I love European capitals. They each have individual personalities, atmospheres, and an endless amount of things to see and do. An unsurprising favourite for me, though, is Stockholm. Often claimed as overpriced and overrated, those that skip it are totally missing out. Indeed, drinks of any sort – particularly the adult beverage variety – are astronomically expensive, but believe me that won’t cross your mind once you’ve experienced the Swedish Bliss. Here’s my rundown of some of my favourite things to do in Stockholm.
The Gamla Stan
The Gamla Stan is Stockholms old city centre – a tiny island, actually, though walking the narrow alleyways and lanes you won’t notice. While the boutique shops are both charming and tatty, it’s more just the experience of getting lost and admiring the colourful architecture that you should come here for, such as the “Mårten Trotzigs Gränd” – the narrowest alley in the city. Don’t miss the Riddarholmen church, as it is one of the oldest buildings in the city and just breathtaking inside and out.
Stockholm city centre is actually made up of 14 islands that sit on Lake Mälaren, so walking along the water is a pretty easy thing to do. Once you’ve gotten lost in the Gamla Stan, head towards the edge of this island and look around. Stunning no?

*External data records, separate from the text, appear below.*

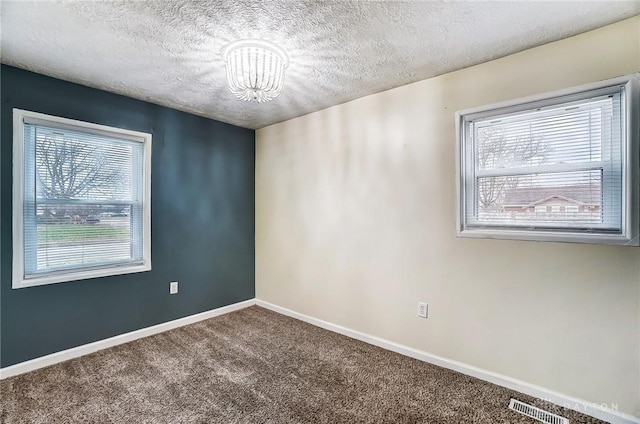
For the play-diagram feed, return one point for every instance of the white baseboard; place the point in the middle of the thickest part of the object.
(65, 355)
(569, 402)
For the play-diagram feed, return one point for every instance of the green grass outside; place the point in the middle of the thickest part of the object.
(61, 233)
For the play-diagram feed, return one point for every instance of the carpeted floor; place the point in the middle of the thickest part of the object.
(255, 366)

But head out of the Gamla Stan and around to the north then east, where you’ll head for the island called Skeppsholmen. This is such a wonderful place because not only will you find a couple of museums, but there are also gardens and a wonderful walking path that offers those classic landscape views of Stockholm you see on the postcards! If it is a sunny day, you simply must must must spend a few hours here.
You won’t find anyone in Stockholm poorly dressed, and in fact after a couple of days you will feel compelled to throw yourself at the mercy of once of the city’s amazing department stores. I’m not a huge shopper but found myself at the shops drooling over the trendy yet not-over-the-top fashions. The two main department stores are Ahlens and NK. Of course in between are a number of the traditional brands as well as a new unique shops.
H&M, the ubiquitous European clothing shop, is also here. And yes, it is Swedish. Is the H&M stuff better in Sweden? Or cheaper? No, and no.
Sweden also brought IKEA to the world, but skip trekking out to the suburbs for a visit (why? it’s already in Swedish where you live too, right?) but instead pop into the many furniture and home furnishings boutiques. The Design Torget is without a doubt my favourite – you won’t believe some of the great stuff you can find in here. Bring an empty suitcase!
Many people will tell you to head for Den gyldene freden – ‘The Golden Palace’ – as it is probably the most famous and listed in the Guinness Book of World Records as “the oldest restaurant in the world to have the same surroundings.” Translation: nothing much has changed. While it is lovely and the food is good, you’re going more to say you’ve been than to rave about the food.
I preferred Restaurant Prinsen if you want good tasty Sweden food at reasonable prices and a nice environment.
The best part of Swedish food, for me, is the bakery sweets: you won’t have any trouble finding one as they’re dotted all around the city centre. A great places for sandwiches and sweets is Vete-Katten, a few blocks off of the main shopping street.
Stockholm has plenty going on so there isn’t a need to head anywhere else, in my opinion. But, should you want to get away from the city for the day, here are two daytrip suggestions:
- Uppsala: about 70km north of Stockholm, Uppsala is a charming little village. The Uppsala cathedral (pictured above) is the largest cathedral in Sweden. Surrounding it are several parks and quaint streets along the river. Uppsala also has its own castle.
- Sigtuna: This is the oldest medieval town in Sweden and historical documents indicates a Viking royal estate was once here. The little wooden houses on the main street are just adorable!